EVERYONE who attended the society wedding of the year is completely fantastic in every way.

Wouldn't be fancy wedding without Pippa and one her fancy fucking hats

Wouldn’t be a fancy wedding without Pippa and one of her fancy fucking hats

The marriage of Lady Melissa Percy and Thomas van Straubenzee brought together all the magical, shiny people in a dazzling display of wonderfulness.

Nathan Muir, an excited ponce from the Daily Mail, said: “William and Harry and Pippa and Chelsy and Holly and Cressida and Eugenie and Beatrice.
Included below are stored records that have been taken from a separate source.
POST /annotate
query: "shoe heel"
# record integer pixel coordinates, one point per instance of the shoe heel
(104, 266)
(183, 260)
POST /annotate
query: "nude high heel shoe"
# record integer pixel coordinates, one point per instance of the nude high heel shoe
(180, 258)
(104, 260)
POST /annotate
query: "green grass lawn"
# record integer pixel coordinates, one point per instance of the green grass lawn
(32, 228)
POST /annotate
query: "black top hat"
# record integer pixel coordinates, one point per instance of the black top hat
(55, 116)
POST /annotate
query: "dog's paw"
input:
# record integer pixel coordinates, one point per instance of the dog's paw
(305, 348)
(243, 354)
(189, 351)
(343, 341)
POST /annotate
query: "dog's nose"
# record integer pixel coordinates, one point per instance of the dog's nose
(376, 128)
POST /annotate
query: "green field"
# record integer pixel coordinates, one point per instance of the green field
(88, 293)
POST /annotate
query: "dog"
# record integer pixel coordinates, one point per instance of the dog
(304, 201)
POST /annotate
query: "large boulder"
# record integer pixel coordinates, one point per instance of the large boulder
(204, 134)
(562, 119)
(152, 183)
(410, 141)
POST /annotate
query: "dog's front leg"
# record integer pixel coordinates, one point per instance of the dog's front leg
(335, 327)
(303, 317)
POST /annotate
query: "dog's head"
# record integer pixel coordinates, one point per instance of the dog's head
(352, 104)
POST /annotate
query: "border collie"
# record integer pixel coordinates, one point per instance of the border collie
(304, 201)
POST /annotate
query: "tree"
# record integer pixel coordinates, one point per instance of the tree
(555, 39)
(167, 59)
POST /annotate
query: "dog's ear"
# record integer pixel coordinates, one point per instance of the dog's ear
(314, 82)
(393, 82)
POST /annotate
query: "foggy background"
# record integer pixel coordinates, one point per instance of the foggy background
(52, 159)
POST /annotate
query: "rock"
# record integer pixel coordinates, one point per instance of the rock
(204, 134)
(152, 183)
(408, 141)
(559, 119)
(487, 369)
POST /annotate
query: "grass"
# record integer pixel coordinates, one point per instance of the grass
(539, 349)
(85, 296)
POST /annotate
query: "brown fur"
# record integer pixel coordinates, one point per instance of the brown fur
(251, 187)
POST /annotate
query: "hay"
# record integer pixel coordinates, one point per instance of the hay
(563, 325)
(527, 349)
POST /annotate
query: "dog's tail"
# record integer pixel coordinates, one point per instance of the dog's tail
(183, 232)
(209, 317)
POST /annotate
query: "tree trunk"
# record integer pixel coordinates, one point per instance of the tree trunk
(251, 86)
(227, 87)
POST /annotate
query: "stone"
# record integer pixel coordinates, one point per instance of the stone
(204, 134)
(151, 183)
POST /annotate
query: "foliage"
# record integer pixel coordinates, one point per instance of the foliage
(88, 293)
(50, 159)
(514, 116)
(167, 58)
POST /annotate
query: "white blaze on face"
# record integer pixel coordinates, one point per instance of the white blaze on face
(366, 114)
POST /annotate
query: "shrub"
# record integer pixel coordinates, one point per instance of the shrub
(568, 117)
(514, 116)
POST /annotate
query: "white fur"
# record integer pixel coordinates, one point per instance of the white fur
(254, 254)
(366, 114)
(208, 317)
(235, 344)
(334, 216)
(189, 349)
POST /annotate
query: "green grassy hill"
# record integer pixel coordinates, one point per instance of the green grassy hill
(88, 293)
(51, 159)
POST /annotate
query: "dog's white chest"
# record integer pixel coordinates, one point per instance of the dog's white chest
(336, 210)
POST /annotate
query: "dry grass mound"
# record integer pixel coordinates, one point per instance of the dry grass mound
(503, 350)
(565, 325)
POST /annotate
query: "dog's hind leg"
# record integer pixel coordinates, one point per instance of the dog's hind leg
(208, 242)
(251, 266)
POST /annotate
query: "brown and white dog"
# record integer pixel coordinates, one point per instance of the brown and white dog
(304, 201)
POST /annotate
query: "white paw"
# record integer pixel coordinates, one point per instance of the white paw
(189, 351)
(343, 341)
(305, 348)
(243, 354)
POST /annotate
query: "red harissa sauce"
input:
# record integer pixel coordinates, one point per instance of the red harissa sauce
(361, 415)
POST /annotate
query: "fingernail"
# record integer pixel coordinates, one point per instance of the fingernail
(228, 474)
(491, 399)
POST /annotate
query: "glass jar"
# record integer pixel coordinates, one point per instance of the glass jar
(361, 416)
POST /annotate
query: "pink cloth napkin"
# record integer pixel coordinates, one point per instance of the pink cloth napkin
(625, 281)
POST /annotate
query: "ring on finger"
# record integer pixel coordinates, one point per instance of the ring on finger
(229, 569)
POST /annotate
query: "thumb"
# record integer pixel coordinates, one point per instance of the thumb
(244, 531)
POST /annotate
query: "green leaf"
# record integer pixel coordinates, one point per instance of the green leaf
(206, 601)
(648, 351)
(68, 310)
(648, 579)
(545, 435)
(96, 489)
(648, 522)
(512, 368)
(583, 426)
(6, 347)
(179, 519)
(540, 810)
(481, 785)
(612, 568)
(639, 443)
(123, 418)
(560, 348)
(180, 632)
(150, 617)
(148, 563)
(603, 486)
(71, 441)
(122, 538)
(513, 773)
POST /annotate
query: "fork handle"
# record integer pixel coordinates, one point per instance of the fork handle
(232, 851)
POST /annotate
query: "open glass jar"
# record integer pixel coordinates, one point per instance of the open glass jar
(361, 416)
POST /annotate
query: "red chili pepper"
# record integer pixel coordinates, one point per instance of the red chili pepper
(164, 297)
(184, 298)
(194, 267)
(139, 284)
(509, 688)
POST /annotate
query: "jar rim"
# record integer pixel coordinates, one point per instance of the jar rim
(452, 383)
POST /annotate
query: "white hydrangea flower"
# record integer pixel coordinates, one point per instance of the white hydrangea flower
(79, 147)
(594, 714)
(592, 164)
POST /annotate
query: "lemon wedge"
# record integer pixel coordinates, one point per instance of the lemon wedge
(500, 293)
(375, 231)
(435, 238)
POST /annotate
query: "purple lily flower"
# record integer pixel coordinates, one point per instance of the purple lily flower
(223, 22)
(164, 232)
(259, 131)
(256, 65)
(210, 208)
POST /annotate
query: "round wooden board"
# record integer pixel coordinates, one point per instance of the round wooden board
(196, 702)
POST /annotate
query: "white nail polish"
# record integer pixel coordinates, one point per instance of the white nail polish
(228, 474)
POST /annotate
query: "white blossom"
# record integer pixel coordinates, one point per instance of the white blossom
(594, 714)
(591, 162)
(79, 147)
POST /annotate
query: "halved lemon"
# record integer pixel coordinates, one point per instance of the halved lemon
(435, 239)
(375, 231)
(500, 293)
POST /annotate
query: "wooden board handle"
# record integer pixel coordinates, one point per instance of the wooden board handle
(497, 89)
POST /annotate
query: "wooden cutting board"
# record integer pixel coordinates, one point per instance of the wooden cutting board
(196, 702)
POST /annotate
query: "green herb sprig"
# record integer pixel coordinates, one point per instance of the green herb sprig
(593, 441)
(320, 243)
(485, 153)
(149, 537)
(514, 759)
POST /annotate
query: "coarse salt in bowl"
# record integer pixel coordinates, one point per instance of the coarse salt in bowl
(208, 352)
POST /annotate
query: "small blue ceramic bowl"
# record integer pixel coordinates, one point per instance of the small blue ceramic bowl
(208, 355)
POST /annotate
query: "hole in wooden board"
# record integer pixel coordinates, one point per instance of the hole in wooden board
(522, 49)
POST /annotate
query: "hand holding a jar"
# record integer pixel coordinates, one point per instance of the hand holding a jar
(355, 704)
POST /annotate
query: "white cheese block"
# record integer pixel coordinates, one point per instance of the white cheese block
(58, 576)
And probably someone absolutely terrific called Zac.

“So shiny, so perfect.

“And look at all those dynamic young men in their beautiful waistcoats. I want to watch them play polo.”

Meanwhile, prime minister David Cameron sent an RAF helicopter to the event to convey the nation’s thanks to the guests for their inspiring display of easy self-confidence.

He said: “The wedding is at the castle where they filmed Harry Potter! Because that’s where Melissa grew-up! Because her dad’s the Duke of Northumberland! How fabulous for everyone concerned!”

Duchess Kate, the most brilliant and perfect of all, was not at the wedding as she prepares to give birth to the leader of the next generation of effortlessly charming superbness.

Helen Archer, a dreary unremarkable from Stevenage, said: “I just love how they are all so relaxed and easy-going about their inherited privilege.

“They really do have a natural gift for rubbing my fucking nose right in it. It makes me feel part of something very special.”